Both these great men pursued the same course, and successively filled almost every station of high distinction in the country. Mr. Pendleton was elected by the Convention (of which he was a member) to be one of the delegates in the first Congress, that assembled in Philadelphia in Sept. 1774. Upon the death of Mr. Randolph during the next year who had long presided both in the Assembly and Convention, the latter body then assembled in Richmond, chose Mr. Pendleton as their President and appointed Mr. Wythe to succeed him in Congress. In this situation he had a great share in preparing the declaration of independence, the production of his pupil and colleague Mr. Jefferson. When the new Government of Virginia went into operation in 1776, and the dissolution of the old government took place, a complete revision and re modification of all the statutes became necessary. For this important duty Mr. Jefferson, Mr. Pendleton and Mr. Wythe were selected by the Assembly.— The execution of this important task making it necessary for Mr. Wythe to relinquish his situation in Congress, and Mr. Pendleton having then retired from the Assembly, in 1777 Mr. Wythe was elected to succeed him as the Speaker of that body. And as soon as a new judiciary was created by the Legislature in the winter of 1777, Mr. Pendleton, Mr. Wythe, and Mr. Nicholas, were made Judges of the Court of Chancery.
While occupying this situation in the year 1786 Mr.

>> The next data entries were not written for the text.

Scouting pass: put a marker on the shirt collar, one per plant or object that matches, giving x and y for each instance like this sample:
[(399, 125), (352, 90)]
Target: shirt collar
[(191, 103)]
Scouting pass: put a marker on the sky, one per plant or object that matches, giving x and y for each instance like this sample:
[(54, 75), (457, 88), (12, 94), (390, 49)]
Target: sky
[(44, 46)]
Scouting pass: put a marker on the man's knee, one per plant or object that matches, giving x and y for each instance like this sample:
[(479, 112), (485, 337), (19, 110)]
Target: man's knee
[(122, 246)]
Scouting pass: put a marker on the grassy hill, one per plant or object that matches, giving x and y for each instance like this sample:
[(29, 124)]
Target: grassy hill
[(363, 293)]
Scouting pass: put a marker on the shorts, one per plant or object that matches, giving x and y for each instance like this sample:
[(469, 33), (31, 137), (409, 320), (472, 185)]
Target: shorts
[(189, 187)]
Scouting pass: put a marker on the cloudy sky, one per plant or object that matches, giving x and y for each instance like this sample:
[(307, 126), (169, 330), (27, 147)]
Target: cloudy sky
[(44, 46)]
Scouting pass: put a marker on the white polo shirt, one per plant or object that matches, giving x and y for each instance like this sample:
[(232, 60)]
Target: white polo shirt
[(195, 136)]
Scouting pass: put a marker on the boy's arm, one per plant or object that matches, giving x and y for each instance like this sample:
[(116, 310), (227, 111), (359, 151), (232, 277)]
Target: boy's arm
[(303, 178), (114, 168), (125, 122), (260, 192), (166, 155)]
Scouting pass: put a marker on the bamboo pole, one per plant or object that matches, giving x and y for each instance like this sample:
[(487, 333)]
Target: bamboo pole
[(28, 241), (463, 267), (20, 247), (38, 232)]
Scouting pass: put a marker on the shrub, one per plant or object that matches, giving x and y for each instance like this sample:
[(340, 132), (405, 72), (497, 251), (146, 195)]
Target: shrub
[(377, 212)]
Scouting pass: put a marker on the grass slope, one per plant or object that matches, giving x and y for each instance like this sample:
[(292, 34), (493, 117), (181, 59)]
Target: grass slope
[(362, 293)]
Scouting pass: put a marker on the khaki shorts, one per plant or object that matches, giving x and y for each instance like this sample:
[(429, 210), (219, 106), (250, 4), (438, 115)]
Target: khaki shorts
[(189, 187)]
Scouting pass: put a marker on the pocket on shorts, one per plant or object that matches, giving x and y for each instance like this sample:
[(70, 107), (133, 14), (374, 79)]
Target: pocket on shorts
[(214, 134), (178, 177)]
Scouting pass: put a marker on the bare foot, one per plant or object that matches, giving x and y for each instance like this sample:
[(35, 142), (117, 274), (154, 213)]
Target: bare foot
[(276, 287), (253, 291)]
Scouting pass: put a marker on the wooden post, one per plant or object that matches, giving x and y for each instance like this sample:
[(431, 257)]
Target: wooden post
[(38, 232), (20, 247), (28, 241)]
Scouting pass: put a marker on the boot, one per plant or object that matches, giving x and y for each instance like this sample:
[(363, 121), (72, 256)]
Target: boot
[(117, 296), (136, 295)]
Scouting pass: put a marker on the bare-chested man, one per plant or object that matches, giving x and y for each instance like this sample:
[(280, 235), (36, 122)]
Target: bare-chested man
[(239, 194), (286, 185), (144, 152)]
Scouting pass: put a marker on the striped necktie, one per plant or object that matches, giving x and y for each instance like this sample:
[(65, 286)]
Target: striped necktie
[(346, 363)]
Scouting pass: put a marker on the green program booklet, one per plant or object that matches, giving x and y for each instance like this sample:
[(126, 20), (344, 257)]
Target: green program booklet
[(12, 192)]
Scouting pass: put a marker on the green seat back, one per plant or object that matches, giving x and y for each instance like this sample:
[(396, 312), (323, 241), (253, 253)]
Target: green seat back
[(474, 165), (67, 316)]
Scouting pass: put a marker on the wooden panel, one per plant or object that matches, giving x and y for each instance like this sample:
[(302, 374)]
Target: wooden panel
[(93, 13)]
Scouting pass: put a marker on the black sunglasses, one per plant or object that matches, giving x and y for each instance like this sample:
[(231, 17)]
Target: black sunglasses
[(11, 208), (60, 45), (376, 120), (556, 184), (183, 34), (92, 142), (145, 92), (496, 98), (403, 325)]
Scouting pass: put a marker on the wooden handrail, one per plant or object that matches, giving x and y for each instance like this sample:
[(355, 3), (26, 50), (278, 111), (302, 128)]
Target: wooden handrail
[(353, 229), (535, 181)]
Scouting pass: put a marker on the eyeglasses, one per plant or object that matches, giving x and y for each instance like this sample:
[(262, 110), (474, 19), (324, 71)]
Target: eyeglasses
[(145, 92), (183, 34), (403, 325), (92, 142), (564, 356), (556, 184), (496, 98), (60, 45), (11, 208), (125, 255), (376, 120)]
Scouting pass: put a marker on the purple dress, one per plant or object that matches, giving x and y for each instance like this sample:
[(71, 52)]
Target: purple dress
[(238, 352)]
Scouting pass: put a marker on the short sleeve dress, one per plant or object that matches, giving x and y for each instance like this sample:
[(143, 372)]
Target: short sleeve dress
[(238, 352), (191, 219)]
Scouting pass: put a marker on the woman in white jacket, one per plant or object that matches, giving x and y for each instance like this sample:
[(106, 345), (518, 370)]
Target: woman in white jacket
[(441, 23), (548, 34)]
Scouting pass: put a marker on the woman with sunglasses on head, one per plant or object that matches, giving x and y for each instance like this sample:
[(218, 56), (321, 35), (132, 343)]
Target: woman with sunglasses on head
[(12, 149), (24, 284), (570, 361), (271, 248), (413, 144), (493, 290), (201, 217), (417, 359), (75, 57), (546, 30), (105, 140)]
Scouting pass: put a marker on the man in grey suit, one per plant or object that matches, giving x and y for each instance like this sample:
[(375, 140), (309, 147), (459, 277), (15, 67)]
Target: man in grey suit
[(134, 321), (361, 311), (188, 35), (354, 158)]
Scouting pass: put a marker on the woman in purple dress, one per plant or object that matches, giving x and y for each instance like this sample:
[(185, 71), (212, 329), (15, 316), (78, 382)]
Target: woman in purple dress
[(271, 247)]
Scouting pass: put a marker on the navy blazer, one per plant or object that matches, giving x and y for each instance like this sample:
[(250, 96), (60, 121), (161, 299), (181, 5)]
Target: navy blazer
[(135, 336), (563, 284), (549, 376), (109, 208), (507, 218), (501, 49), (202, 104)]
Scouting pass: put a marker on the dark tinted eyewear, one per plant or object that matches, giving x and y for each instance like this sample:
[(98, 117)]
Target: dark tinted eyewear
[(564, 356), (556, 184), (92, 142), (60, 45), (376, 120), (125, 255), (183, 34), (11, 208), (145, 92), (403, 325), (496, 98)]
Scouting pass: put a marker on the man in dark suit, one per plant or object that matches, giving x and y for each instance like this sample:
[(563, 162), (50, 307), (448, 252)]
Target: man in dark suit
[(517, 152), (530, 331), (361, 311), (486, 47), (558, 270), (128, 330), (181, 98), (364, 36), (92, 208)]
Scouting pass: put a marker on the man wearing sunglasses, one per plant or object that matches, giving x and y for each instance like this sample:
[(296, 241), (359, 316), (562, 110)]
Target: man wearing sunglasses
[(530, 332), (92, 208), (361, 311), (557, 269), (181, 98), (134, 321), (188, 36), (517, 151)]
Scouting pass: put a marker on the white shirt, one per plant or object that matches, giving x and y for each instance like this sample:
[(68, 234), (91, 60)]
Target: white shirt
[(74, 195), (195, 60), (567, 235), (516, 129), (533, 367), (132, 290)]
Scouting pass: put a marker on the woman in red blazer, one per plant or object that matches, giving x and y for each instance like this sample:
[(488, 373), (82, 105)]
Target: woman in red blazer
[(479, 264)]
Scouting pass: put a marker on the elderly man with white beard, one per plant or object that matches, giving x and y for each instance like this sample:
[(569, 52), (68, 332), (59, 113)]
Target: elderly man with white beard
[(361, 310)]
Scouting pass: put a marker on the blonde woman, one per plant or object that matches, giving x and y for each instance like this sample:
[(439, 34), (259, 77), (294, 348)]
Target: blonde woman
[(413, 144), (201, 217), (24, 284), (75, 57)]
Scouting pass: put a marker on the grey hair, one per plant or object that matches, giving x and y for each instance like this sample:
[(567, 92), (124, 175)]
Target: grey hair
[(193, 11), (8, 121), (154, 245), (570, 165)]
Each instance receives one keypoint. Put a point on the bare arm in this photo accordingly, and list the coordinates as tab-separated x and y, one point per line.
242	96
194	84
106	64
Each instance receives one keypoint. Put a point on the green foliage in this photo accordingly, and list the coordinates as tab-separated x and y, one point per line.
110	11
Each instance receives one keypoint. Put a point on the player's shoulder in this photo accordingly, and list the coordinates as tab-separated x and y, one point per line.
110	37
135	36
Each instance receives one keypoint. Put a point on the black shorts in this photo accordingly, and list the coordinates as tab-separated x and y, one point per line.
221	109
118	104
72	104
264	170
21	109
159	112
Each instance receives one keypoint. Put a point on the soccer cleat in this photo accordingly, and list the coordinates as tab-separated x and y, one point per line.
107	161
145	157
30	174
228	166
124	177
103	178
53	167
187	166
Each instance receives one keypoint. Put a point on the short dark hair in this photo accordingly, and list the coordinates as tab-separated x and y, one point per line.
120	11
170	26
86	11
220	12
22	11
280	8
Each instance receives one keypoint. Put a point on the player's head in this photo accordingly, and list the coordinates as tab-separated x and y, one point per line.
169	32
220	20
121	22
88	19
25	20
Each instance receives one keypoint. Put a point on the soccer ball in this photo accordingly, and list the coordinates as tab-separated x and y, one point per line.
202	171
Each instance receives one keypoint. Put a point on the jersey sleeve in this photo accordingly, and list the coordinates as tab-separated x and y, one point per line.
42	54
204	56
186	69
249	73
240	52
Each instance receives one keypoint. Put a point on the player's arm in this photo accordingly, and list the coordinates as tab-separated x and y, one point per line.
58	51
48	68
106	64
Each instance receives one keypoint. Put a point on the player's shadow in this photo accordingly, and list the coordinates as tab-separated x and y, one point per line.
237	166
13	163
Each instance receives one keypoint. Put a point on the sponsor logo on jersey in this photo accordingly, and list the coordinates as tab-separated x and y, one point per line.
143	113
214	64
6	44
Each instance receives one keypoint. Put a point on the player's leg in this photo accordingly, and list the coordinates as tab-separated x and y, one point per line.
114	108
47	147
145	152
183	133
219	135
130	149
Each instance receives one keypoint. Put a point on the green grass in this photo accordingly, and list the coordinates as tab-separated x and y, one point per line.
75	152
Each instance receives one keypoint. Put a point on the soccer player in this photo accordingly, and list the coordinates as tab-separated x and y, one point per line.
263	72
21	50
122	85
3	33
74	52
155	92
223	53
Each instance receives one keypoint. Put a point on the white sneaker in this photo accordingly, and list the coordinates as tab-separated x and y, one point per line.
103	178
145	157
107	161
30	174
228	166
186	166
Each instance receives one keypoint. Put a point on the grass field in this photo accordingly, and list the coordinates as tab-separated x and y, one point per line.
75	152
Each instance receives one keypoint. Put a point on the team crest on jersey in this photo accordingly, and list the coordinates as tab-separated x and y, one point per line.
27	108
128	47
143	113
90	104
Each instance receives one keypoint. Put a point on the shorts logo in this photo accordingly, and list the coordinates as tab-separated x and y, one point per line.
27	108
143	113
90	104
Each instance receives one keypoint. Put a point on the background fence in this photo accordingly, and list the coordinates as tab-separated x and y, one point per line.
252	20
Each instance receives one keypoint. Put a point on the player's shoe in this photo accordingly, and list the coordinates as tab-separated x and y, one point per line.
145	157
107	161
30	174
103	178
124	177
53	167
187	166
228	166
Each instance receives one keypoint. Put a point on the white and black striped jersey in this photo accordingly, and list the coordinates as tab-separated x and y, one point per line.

Wythe was chosen by the Assembly one of the deputation from Virginia to the Convention, which the next year met in Philadelphia, and then formed the present constitution of the United States. He attended this Convention when it first met, but the illness of his first wife during its session compelled him to return home, so that he was not present at its adoption by that body. Both Mr. Pendleton and himself however were elected members of the Virginia convention to whom this Constitution was submitted afterwards for ratification and each of them ably supported its adoption by this State. Mr. Pendleton was elected the President of this body, and Mr. Wythe presided over its deliberations, as Chairman
of the Committee of the whole. When the Courts reorganized in 1788 Mr. Pendleton was made the chief Justice of the Court of Appeals ^and Mr. Wythe declining an appointment to that Court was made the sole chancellor of Virginia, in which situation he died about the year 1805. His death it was generally believed, was produced by poison, administered in his coffee, by a reprobate boy, relation of his, who he undertaken to educate, and who afterwards convicted of having committed many forgeries of chesques in his patrons name.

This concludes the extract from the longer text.